Marketing management pour la banque et l’assurance

Les défis sont l’évolution technologique et le reserrement de la concurrence et la déréglementation.
La National Westminster (GB) a les claviers de ses GAB en braille pour sa clientèle aveugle et des DAB parlants (système Glen Glover, multilingue).
L’assurance s’efforce d’élaborer des systèmes de risk management pour sa clientèle.
Les concurrents sont maintenant des sociétés de grande distribution (Sears and Roebuck a racheté plusieurs Savings), des vendeurs automobiles etc. Il y a aussi de la concurrence externe, cad venant d’autres pays de l’ue du fait de l’ouverture des frontières.
La planification, indicative, se développe (Société Générale, Groupama, Banco Bilbao, Helvetia) et coïncinde souvent avec des plans de marketings décentralisés.
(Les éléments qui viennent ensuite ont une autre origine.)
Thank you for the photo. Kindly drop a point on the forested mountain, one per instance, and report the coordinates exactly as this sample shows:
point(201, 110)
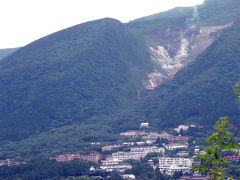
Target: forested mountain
point(90, 69)
point(91, 81)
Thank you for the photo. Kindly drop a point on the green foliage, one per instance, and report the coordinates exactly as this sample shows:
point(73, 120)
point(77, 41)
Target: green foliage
point(70, 76)
point(212, 161)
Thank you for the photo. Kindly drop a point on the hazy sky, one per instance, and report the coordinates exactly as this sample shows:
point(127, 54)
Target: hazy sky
point(23, 21)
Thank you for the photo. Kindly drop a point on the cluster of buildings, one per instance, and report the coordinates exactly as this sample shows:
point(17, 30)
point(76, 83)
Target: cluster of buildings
point(115, 162)
point(11, 162)
point(169, 165)
point(151, 137)
point(93, 156)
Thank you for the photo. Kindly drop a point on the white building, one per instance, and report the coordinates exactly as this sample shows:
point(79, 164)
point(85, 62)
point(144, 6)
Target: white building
point(128, 176)
point(122, 156)
point(133, 133)
point(144, 125)
point(183, 153)
point(110, 147)
point(167, 164)
point(171, 170)
point(148, 149)
point(121, 167)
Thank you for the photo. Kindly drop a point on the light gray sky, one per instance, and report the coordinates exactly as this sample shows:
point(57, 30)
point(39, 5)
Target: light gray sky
point(23, 21)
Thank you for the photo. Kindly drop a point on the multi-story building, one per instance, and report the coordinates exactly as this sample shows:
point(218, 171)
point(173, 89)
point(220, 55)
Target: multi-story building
point(170, 165)
point(110, 147)
point(148, 149)
point(173, 146)
point(121, 167)
point(133, 133)
point(183, 153)
point(93, 156)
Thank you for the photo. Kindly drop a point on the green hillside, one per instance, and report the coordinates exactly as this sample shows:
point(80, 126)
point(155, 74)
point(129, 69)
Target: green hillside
point(87, 70)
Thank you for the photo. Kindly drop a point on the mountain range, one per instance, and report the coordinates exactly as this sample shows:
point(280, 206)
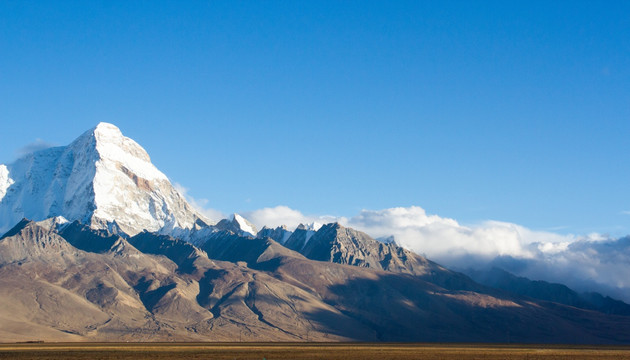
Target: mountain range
point(99, 246)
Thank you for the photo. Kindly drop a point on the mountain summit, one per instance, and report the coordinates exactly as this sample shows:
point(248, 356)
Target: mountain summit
point(102, 178)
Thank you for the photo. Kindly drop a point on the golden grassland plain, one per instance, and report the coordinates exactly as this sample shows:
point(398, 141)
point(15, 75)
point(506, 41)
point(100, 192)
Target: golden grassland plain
point(278, 351)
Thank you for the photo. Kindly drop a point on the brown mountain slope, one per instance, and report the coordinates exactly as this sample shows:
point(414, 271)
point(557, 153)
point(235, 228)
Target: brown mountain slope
point(152, 288)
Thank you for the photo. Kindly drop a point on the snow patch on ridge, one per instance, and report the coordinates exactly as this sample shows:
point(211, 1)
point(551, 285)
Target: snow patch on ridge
point(244, 225)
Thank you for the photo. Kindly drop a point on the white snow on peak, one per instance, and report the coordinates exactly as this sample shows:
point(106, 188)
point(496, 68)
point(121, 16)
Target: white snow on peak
point(53, 223)
point(101, 177)
point(310, 229)
point(5, 180)
point(244, 225)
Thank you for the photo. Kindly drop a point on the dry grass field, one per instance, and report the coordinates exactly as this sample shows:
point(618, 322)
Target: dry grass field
point(277, 351)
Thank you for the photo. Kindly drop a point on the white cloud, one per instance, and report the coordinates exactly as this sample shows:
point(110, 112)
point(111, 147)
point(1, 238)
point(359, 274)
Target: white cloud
point(200, 204)
point(588, 262)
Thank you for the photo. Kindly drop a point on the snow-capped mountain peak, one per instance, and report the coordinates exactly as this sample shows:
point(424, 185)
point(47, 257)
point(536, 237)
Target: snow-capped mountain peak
point(101, 178)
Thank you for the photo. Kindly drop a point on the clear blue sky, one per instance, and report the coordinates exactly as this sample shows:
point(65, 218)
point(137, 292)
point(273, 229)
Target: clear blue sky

Les structures se réforment aussi : on risque de retrouver dans la banque et l’assurance de demain les structures traditionnelles des entreprises fabriquant des biens indutriels ou de grande consommation (ex de la Citibank). De plus, trop longtemps habitués à une gestion centralisée de type pyramidal, les cadres des sièges vont devoir admettre que leur rôle est désormais d’être au service des opérationnels. On risque d’aller vers la création de véritables chefs de marché et une plus large décentralisation des pouvoirs de décision aux échelons locaux (ex de la Générale de Banque, Skandia, Baltica, BPM, AGF, GAN, UAP). Rapprocher le siège du terrain constitue une autre préoccupation.
Le marketing de la banque et de l’assurance est probablement amené à jouer un rôle moins hiérarchique et plus fonctionnel. Il faudra aussi passer d’un marketing orienté vers la vente à un marketing orienté vers le profit car les organismes ont trop longtemps été habitués à leurs marges bénéficiaires.
L’informatique devient la compagne journalière de l’assureur et du banquier : SIM (système d’information marketing).

Diversification = acquisition d’un autre métier pour les banquiers et les assureurs. La Citicorp (1ère banque mondiale) a eu stratégie de diversification internationale des 5 I (Institutions, Etat et grandes entreprises, services aux particuliers, banque d’affaires, industrie de l’information…). Le système actuel de distribution (réseau d’agences multiproduits et services) aura certainement disparu bientôt dans la banque et l’assurance. Il y aura des circuits de distributions spécifiques selon la complexité des produit à commercialiser.
La politique future de communication devrait se concrétiser par un large abandon des campagnes d’image générales et tous azimuts appuyées par des budgets fort onéreux. La communication aura besoin de s’adapter à la phénomènale évolution des médias, ce qui nécessite de la part des spécialistes une réforme en profondeur de leur savoir-faire et de leurs méthodes de travail.